Folha/UOL: O sr. tem uma relação de amizade antiga com a presidente Dilma Rousseff, desde a época em que ambos combatiam a ditadura militar. Quando ela foi eleita presidente da República havia expectativa de que o sr. fosse indicado para algum ministério com funções políticas, até porque é um político também. Não obstante o sr. acabou indo para o Ministério do Desenvolvimento, Indústria e Comércio Exterior, que é importante mas de outra área.

Fernando Pimentel: Não... Fui escolhi pela presidenta, fui convidado e aceitei o convite. Eu não acho que eu fosse um quadro tão importante assim no cenário político nacional para ir para algum cargo de tanta proeminência. Ponto número um.

Ponto número dois: a presidenta Dilma, e aí isso eu queria deixar muito claro, não confunde as relações pessoais com as relações políticas e profissionais. Eu tenho relação pessoal sim com a presidenta, de amizade antiga, e tenho muito orgulho disso. Mas eu sou um ministro como os outros. Suscetível aos mesmos critérios de avaliação que qualquer ministro. De maneira que, devez em quando eu vejo na imprensa: "Ah, esse é um mais querido, um menos querido". Isso não conta absolutamente nada do ponto de vista profissional, do desempenho gerencial dos ministérios. Eu sou cobrado igual aos outros e tenho que mostrar serviço igual aos outros. Enfim... não tem nenhum privilégio nisso. E tenho uma relação com a presidenta, que está preservada estando ou não no ministério. Sou amigo, vou continuar sendo amigo dela.

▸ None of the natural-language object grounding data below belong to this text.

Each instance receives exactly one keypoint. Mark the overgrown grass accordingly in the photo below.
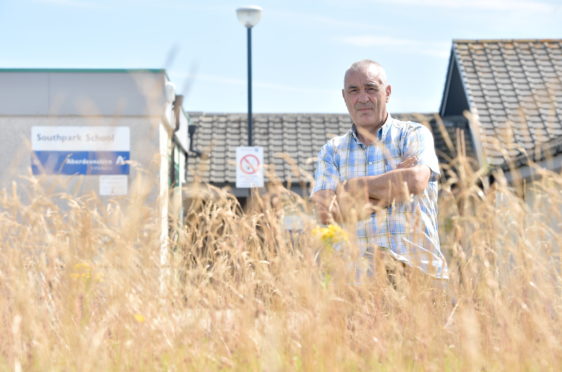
(82, 288)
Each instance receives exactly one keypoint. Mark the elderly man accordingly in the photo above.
(382, 175)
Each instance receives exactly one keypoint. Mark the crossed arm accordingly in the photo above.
(358, 197)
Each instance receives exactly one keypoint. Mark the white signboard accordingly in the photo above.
(88, 138)
(249, 167)
(87, 150)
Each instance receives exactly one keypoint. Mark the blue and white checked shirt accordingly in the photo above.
(408, 230)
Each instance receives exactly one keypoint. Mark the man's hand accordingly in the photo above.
(408, 162)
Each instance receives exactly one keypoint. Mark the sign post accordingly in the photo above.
(249, 166)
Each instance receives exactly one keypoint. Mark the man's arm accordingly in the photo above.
(358, 197)
(396, 185)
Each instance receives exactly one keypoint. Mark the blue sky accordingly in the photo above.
(301, 48)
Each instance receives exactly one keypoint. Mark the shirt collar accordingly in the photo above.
(381, 132)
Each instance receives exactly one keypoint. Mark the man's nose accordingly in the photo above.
(363, 97)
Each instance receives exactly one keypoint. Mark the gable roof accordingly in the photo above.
(291, 142)
(514, 90)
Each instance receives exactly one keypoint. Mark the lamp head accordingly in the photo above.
(249, 16)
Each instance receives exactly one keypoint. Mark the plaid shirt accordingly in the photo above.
(408, 230)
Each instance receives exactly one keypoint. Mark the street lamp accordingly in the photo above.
(249, 16)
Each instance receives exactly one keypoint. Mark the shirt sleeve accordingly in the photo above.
(419, 143)
(326, 176)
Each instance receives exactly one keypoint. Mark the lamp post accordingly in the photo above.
(249, 16)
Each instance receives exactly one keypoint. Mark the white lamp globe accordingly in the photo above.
(249, 16)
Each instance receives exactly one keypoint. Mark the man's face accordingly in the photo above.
(366, 96)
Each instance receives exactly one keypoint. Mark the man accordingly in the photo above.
(383, 174)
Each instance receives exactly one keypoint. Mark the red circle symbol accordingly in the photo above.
(249, 164)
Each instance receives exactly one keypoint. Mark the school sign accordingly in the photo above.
(84, 150)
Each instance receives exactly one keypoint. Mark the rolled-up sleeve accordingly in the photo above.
(326, 175)
(419, 143)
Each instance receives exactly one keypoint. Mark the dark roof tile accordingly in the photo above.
(520, 79)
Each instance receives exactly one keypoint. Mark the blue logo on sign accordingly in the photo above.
(80, 162)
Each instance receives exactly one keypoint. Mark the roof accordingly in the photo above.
(514, 90)
(291, 142)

Folha/UOL: Dentro do PT é comum ouvir, sempre nos bastidores por ali, que o presidente Lula não gosta muito do ministro Fernando Pimentel. É verdade?

Fernando Pimentel: Olha, eu nunca ouvi isso. Especialmente dele. Eu tenho uma relação muito boa com o presidente Lula. Falei com ele inclusive há pouco tempo, estive lá em São Paulo. Minha relação com ele é muito boa. Eu acompanho o presidente desde a fundação do PT. Quando fui prefeito, tive do governo do presidente Lula o maior apoio, o maior incentivo. Não procede isso não. Nossa relação é excelente, muito boa.

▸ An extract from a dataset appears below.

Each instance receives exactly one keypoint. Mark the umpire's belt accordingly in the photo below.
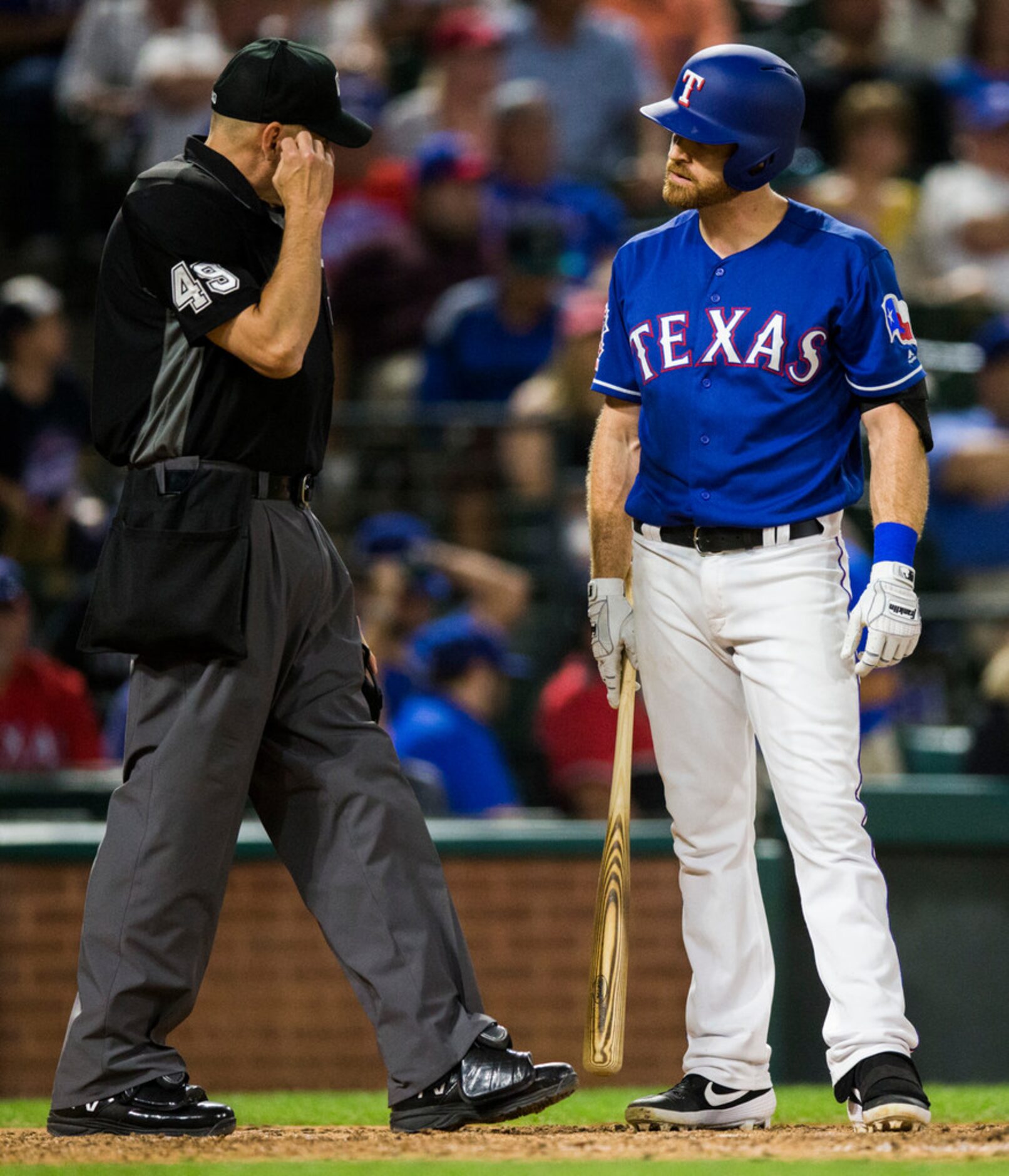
(175, 474)
(709, 540)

Folha/UOL: Na campanha de 2010 teve aquele episódio rumoroso, de suspeitas de espionagem dentro da campanha da presidente Dilma e o seu nome era citado naquele episódio junto com o de Rui Falcão [deputado estadual em São Paulo, presidente Nacional do PT] e de outros. Esse episódio acabou talvez sendo determinante para que o sr. não fosse para a área política?

Fernando Pimentel: Não, acho que não. Aquilo ali foi um episódio secundário. Foi uma coisa dessas disputas mesmo dentro das campanhas eleitorais. O jogo eleitoral nas democracias é muito pesado, tem sido. Não é só no Brasil. Quando você observa os países, os grandes países democráticos do mundo, a França, a Alemanha, a Inglaterra, os Estados Unidos da América, o jogo é muito pesado. Justamente porque você tem liberdade de imprensa, você tem uma fluência muito grande de informações e você pode construir episódios que seriam absolutamente irrelevantes, você transforma aquilo num cavalo de batalha para efeitos eleitorais. Foi o que aconteceu naquele momento. Não tenho sequela nenhuma. Aquilo tudo não era sólido...[risos] Como é que é? Tudo o que é sólido desmancha no ar. Aquilo não era sólido e desmanchou-se com o final da campanha eleitoral.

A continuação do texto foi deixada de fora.